Mavrilimumab treatment was associated with improved clinical outcomes compared with standard care in non-mechanically ventilated patients with severe COVID-19 pneumonia and systemic hyperinflammation. Treatment was well tolerated. Confirmation of efficacy requires controlled testing.
IRCCS San Raffaele Scientific Institute.
新型冠状病毒肺炎(COVID-19)合并全身炎症反应患者的死亡率很高。我们旨在研究在标准治疗基础上加用抗粒细胞-巨噬细胞集落刺激因子受体-α单克隆抗体mavrilimumab是否能改善COVID-19肺炎合并全身炎症反应患者的临床结局。
这项单中心前瞻性队列研究纳入了年龄在18岁及以上、因严重COVID-19肺炎、低氧血症和全身炎症反应入住意大利米兰圣拉斐尔医院的患者。患者在接受医院当时给予的标准治疗的基础上,静脉注射单剂量(6mg/kg)的mavrilimumab。对照组由同期在同一家医院接受标准治疗、基线特征相似的患者组成。主要结局是临床改善时间(定义为临床状态七点序贯量表上提高两分或更多)。其他结局包括实现临床改善的患者比例、生存率、无机械通气生存率以及发热消退时间。每天监测不良事件。

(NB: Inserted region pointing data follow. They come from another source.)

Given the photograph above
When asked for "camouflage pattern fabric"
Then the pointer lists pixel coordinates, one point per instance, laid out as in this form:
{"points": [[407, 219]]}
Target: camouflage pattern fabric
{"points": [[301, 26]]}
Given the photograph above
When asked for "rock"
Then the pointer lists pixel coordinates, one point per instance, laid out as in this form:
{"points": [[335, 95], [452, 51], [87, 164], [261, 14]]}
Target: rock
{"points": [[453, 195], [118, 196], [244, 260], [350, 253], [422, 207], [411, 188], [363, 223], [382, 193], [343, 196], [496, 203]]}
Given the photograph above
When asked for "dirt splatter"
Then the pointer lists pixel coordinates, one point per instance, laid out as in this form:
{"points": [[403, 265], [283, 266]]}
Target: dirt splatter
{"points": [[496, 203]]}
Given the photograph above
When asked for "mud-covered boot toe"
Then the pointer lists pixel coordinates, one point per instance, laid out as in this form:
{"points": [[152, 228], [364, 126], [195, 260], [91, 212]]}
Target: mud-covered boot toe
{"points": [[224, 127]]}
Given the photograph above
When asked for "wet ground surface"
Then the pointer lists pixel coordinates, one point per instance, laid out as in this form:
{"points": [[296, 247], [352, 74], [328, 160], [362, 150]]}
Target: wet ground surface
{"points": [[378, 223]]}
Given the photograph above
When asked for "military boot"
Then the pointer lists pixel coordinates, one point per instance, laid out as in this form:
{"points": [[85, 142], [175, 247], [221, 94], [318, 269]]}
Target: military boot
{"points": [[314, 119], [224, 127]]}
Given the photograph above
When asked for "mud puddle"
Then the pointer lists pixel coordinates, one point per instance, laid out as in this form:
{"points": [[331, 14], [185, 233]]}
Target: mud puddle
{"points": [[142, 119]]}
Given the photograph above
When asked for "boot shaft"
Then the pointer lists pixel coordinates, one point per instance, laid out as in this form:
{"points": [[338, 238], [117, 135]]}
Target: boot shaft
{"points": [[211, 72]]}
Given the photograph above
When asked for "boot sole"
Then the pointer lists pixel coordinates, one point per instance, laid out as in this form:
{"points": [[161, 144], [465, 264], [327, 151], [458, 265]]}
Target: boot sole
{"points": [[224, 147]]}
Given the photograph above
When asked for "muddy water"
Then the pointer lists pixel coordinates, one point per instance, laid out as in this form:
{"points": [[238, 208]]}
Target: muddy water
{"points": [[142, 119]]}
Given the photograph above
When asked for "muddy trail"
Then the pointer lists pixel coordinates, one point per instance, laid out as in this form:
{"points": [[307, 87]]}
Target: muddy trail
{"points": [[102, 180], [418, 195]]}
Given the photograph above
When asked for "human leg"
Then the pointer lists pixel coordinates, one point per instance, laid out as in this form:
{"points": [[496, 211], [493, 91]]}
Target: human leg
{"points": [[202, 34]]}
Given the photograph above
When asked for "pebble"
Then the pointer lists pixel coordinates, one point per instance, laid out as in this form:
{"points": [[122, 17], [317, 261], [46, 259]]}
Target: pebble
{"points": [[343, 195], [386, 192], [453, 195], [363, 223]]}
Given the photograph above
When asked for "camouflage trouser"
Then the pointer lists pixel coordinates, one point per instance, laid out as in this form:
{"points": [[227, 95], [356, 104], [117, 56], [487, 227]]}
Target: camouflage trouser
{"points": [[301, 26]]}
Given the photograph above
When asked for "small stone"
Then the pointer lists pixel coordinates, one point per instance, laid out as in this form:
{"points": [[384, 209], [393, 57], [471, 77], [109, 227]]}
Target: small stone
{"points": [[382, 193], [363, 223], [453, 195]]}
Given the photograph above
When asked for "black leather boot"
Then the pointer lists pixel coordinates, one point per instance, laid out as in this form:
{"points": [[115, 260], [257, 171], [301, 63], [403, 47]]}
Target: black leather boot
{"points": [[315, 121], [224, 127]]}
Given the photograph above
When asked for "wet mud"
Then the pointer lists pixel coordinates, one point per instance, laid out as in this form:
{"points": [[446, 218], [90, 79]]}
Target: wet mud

2020年3月17日至4月15日,13例非机械通气患者(中位年龄57岁[四分位间距52 - 58],12例[92%]为男性)接受了mavrilimumab治疗,对照组26例患者(中位年龄60岁[四分位间距53 - 67],17例[65%]为男性)接受了标准治疗。在28天的随访期间,mavrilimumab组无患者死亡,对照组有7例(27%)患者死亡(p = 0.086)。在第28天时,mavrilimumab组所有患者和对照组17例(65%)患者显示临床改善(p = 0.030),mavrilimumab组的改善早于对照组(平均改善时间8天[四分位间距5至11]对19天[11至>28],p = 0.0001)。到第28天时,mavrilimumab组1例(8%)患者进展为机械通气,而对照组9例(35%)患者进展为机械通气或死亡(p = 0.14)。到第14天时,mavrilimumab组11例发热患者中有10例(91%)发热消退,而对照组18例发热患者中有11例(61%)发热消退(p = 0.18);mavrilimumab治疗组患者发热消退比对照组更快(中位消退时间1天[四分位间距1至2]对7天[3至>14],p = 0.0093)。mavrilimumab耐受性良好,无输液反应。对照组3例(12%)患者出现感染性并发症。
与标准治疗相比,mavrilimumab治疗可改善非机械通气的重症COVID-19肺炎合并全身炎症反应患者的临床结局。该治疗耐受性良好。疗效的确证需要对照试验。
IRCCS圣拉斐尔科学研究所。